Ferriprox (deferiprone)
Prior authorization policy for Ferriprox (deferiprone) under the pharmacy benefit for Commercial/Exchange members; defines indications, eligibility, dosing limit, exclusions, continuation and reauthorization criteria, and approval durations.
Updated transfusional overload criteria to remove baseline ferritin requirement.

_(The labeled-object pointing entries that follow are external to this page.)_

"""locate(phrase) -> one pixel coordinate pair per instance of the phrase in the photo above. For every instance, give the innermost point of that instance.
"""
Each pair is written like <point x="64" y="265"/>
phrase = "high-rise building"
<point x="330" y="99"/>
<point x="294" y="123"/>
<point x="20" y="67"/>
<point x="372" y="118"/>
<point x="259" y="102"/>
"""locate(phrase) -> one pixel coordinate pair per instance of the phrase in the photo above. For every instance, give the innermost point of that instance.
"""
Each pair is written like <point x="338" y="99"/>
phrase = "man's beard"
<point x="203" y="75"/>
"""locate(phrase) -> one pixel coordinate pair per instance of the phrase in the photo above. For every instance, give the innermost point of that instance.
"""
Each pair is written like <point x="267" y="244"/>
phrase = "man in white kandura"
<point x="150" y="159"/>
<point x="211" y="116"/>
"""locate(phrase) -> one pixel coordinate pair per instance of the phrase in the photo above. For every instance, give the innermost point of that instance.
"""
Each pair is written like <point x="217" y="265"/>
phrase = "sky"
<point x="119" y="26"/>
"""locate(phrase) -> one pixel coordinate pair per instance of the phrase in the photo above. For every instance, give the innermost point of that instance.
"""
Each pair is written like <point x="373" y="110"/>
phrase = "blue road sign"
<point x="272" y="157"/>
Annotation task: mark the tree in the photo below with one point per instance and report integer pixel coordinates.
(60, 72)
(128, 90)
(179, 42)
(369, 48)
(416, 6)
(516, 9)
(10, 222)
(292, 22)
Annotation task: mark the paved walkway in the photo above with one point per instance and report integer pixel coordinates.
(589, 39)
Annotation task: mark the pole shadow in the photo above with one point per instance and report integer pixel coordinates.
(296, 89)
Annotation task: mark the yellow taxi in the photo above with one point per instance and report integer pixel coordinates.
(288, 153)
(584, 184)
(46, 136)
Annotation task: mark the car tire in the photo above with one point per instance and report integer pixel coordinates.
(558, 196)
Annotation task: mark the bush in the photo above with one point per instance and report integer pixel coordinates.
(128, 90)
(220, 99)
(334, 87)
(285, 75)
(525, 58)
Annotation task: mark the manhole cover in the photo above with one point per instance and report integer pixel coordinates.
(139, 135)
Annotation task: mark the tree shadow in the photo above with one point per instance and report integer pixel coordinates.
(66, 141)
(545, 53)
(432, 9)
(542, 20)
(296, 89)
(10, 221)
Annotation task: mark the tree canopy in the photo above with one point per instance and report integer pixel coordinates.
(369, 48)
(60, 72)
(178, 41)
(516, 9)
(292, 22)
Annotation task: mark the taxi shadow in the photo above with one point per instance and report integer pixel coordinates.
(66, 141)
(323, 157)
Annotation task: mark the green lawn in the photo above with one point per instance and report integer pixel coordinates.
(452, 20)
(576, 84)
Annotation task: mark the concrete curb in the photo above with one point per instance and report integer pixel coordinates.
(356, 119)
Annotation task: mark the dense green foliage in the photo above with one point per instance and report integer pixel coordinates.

Policy transitioned from SGM to Custom at 12/13/2023 review; effective 1/1/2024.
Coverage Summary
This policy applies to Commercial/Exchange members and requires prior authorization under the pharmacy benefit for Ferriprox (deferiprone). Coverage stance: covered_with_criteria. Authorization may be granted for members new to the plan within the past 90 days who are currently receiving treatment, or when the clinical criteria are met. Indicated conditions include transfusional iron overload due to thalassemia syndromes and transfusional iron overload due to sickle cell disease or other anemias; an alternative indication is hereditary hemochromatosis when phlebotomy is not an option or the member had an unsatisfactory response to phlebotomy. Dosing and limits: the requested dose must not exceed 99 mg/kg per day. Per product labeling, the oral solution is approved for ages ≥ 3 years and tablets are approved for ages ≥ 8 years for the transfusional iron overload indications.